In pandas read_csv, is there a way to specify eg. col1, col15, wholeline?
I am trying to import about 700000 rows of data from a text file which has hats '^' as delimiters, no text qualifiers and carriage return as line delimiter.
From the text file I need column 1, column 15 and then the whole line in three columns of a table/dataframe.
I've searched how to do this in pandas, but don't know it well enough to get the logic. I can import fine for all 26 columns, but that doesn't help my problem.
my_df = pd.read_csv("tablefile.txt", sep="^", lineterminator="\r", low_memory=False)

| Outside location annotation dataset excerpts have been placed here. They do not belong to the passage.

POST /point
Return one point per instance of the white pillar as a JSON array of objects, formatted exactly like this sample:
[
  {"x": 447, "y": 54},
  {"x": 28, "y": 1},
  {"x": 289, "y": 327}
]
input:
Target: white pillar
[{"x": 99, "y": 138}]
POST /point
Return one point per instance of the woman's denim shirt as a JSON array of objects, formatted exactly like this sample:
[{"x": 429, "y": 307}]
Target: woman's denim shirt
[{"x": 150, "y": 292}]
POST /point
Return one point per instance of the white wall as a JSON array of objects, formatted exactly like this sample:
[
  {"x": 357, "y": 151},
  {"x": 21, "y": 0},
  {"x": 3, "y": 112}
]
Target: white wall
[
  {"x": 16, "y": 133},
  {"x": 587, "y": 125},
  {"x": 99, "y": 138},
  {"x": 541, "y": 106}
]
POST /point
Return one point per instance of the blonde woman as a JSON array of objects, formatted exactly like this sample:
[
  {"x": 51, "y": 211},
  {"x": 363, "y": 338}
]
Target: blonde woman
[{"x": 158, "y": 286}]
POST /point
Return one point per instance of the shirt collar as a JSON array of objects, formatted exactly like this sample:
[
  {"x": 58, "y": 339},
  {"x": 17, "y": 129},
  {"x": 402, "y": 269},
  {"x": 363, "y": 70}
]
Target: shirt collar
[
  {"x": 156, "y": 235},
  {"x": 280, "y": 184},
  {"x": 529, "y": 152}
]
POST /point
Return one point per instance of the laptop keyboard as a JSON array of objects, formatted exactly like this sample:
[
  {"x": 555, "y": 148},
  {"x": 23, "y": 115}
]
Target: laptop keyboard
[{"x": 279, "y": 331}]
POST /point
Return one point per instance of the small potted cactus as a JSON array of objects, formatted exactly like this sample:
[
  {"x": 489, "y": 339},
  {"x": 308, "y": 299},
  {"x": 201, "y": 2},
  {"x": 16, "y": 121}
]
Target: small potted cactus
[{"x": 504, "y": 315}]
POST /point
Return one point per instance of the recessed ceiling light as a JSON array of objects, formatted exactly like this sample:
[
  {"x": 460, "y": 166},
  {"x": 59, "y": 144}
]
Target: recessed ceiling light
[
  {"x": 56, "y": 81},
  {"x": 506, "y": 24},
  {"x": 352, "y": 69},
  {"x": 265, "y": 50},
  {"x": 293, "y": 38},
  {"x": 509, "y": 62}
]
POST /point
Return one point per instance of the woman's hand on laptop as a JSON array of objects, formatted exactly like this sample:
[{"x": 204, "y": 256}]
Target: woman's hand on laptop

Or I can use standard python to put the data into a table, but this takes about 4 hours for the 700000 rows. which is far too long for me.
count_1 = 0
for line in open('tablefile.txt'):
if count_1 > 70:
break
else:
col1id = re.findall('^(\d+)\^', line)
col15id = re.findall('^.*\^.*\^(\d+)\^.*\^.*\^.*\^.*\^.*\^.*\^.*\^.*\^.*\^.*\^.*', line)
line = line.strip()
count_1 = count_1 + 1
cur.execute('''INSERT INTO mytable (mycol1id, mycol15id, wholeline) VALUES (?, ?, ?)''',
(col1id[0], col15id[0], line, ) )
conn.commit()
print('row count_1=',count_1)
In pandas read_csv, is there a way to specify eg. col1, col15, wholeline?
As in above, col1
and col15
are digits and wholeline
is a string
- I do not want to rebuild the string after import as I might lose some characters in the process.
Thanks
EDIT: Committing to the database for each line was burning time.